An equation to account for the volumetric behavior of unsaturated soils is proposed in this chapter. This equation is based on the effective stress principle and results in a unifying framework for the volumetric behavior for both saturated and unsaturated soils. The results of the proposed equation are compared with experimental results published by different researchers. These comparisons show that the equation is adequate to account for wetting-drying and net stress loading-unloading paths. This analysis confirms that the effective stress principle can be applied to the volumetric behavior of unsaturated soils.

This chapter presents the modeling of the phenomenon of collapse upon wetting using the effective stress equation and the elastoplastic framework proposed in the previous chapter. The probabilistic porous-solid model is used to obtain Bishop’s parameter X and then compute the current effective stress. The proposed framework includes the hysteresis of the SWRC and to some extent the hydro-mechanical coupling of unsaturated soils. This model is able to reproduce some particularities of the phenomenon of collapse upon wetting that other models cannot simulate.

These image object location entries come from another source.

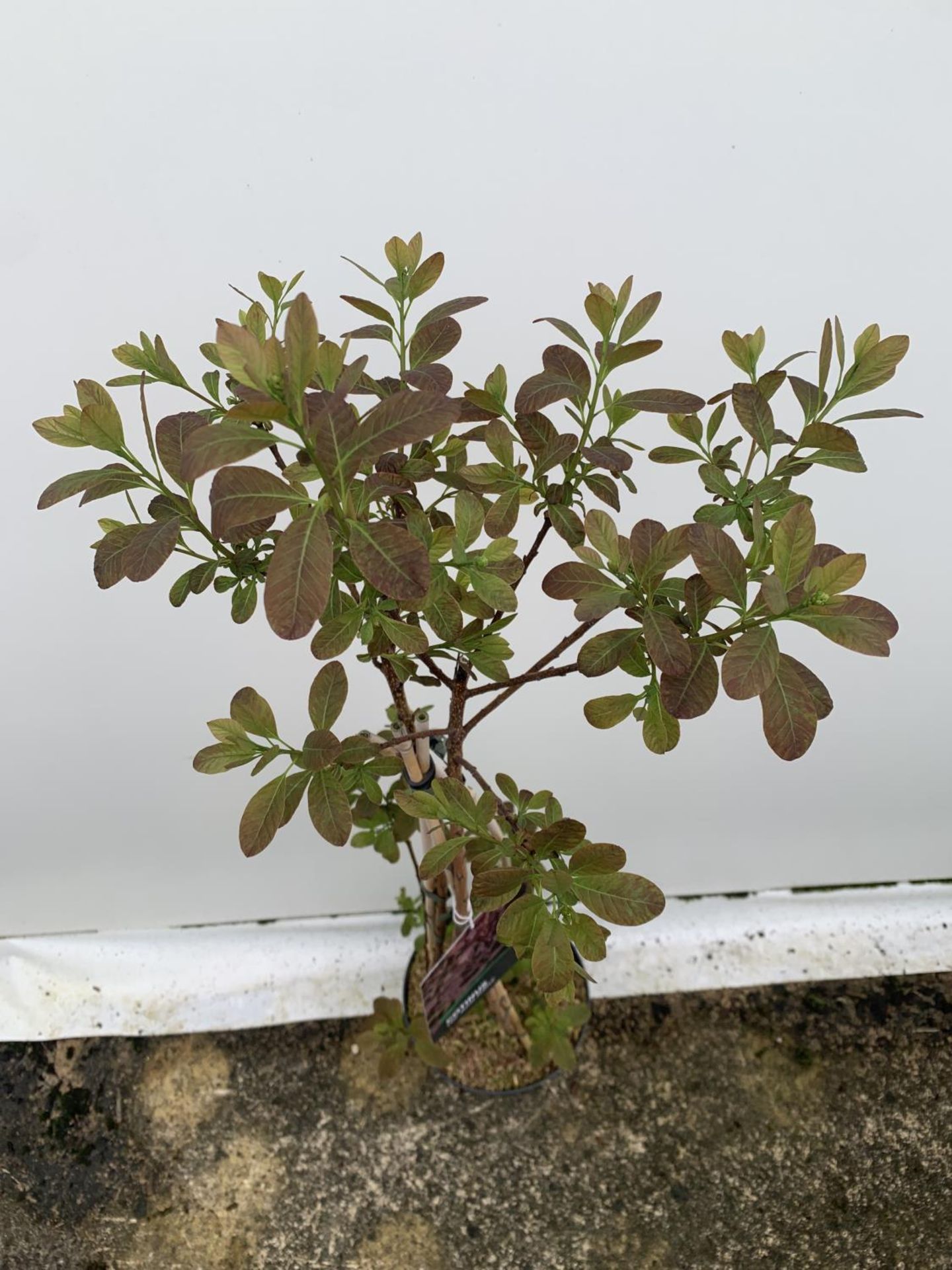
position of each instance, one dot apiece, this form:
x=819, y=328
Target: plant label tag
x=473, y=963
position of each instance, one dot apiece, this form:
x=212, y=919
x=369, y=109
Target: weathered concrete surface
x=781, y=1127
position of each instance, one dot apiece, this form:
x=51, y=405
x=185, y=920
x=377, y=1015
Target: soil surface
x=793, y=1127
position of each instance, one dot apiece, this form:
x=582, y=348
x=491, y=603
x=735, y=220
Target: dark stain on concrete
x=787, y=1127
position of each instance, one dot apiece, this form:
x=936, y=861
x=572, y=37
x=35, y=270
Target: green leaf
x=404, y=418
x=610, y=712
x=825, y=436
x=754, y=414
x=408, y=638
x=793, y=538
x=391, y=559
x=789, y=712
x=876, y=366
x=575, y=581
x=426, y=276
x=493, y=591
x=433, y=342
x=77, y=483
x=328, y=695
x=419, y=804
x=567, y=329
x=301, y=347
x=262, y=818
x=622, y=898
x=100, y=425
x=370, y=308
x=254, y=714
x=496, y=886
x=623, y=353
x=604, y=652
x=522, y=921
x=750, y=663
x=818, y=690
x=61, y=429
x=840, y=574
x=738, y=351
x=502, y=517
x=666, y=644
x=719, y=562
x=441, y=857
x=565, y=375
x=299, y=575
x=337, y=634
x=587, y=935
x=444, y=616
x=219, y=759
x=659, y=730
x=447, y=308
x=319, y=751
x=594, y=857
x=880, y=414
x=853, y=622
x=673, y=455
x=469, y=516
x=553, y=963
x=110, y=560
x=241, y=495
x=171, y=437
x=329, y=808
x=567, y=524
x=219, y=444
x=662, y=402
x=639, y=317
x=150, y=548
x=561, y=836
x=692, y=694
x=244, y=601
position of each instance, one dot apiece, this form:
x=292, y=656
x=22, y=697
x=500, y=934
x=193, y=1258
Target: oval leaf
x=299, y=577
x=750, y=663
x=150, y=548
x=329, y=808
x=789, y=712
x=262, y=818
x=391, y=559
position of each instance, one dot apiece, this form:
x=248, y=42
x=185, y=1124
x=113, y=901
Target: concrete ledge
x=212, y=978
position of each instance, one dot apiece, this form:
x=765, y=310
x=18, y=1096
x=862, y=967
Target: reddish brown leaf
x=171, y=436
x=240, y=495
x=666, y=642
x=750, y=663
x=688, y=697
x=150, y=548
x=789, y=712
x=299, y=577
x=391, y=559
x=719, y=562
x=855, y=622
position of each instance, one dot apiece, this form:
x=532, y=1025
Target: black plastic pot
x=495, y=1094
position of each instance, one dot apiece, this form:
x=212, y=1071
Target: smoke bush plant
x=403, y=501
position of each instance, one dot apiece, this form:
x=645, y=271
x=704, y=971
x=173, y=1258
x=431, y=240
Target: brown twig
x=397, y=693
x=530, y=677
x=457, y=705
x=528, y=558
x=534, y=550
x=542, y=662
x=436, y=671
x=474, y=771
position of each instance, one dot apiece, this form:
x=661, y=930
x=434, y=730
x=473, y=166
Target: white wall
x=758, y=163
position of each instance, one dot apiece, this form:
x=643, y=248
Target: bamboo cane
x=430, y=835
x=498, y=997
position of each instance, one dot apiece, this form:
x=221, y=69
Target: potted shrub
x=400, y=497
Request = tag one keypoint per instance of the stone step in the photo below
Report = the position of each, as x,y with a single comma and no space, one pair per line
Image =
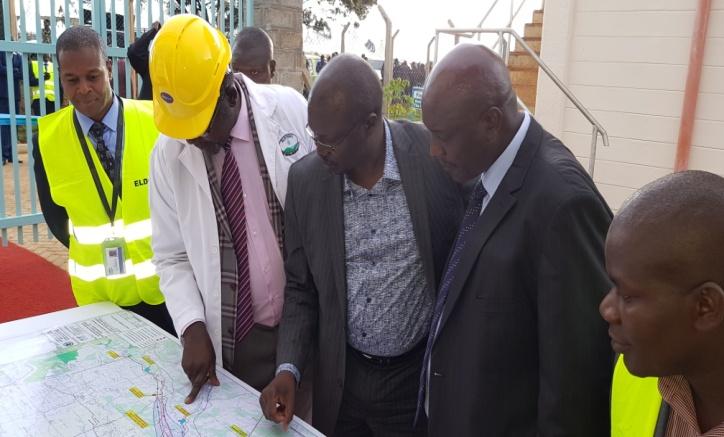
538,16
533,43
533,30
524,76
521,59
527,93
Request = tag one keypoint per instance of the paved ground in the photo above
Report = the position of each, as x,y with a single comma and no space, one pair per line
48,248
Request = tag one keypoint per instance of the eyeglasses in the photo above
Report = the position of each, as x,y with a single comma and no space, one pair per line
330,147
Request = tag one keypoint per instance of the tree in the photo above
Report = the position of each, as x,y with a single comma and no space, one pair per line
319,13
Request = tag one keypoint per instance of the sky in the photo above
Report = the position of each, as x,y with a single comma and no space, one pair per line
417,21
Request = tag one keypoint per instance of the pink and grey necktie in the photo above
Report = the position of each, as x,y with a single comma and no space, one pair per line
232,194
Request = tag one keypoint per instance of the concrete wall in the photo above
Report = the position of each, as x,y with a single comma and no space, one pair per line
282,20
627,62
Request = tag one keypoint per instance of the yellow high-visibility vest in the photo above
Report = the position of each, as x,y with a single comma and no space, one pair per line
72,187
48,85
635,403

In the previous chapters it has been shown that the principle of effective stress can be applied to the shear strength, the tensional strength and the volumetric behavior of unsaturated soils. This chapter shows that the critical void ratio plotted against the mean effective stress for samples tested at different suctions align parallel to the virgin consolidation line of the material. This means that the critical state concept also applies to unsaturated materials. Taking into account all these results, an elastoplastic framework that can be used to develop general constitutive models for soils including saturated, unsaturated and compacted materials is presented.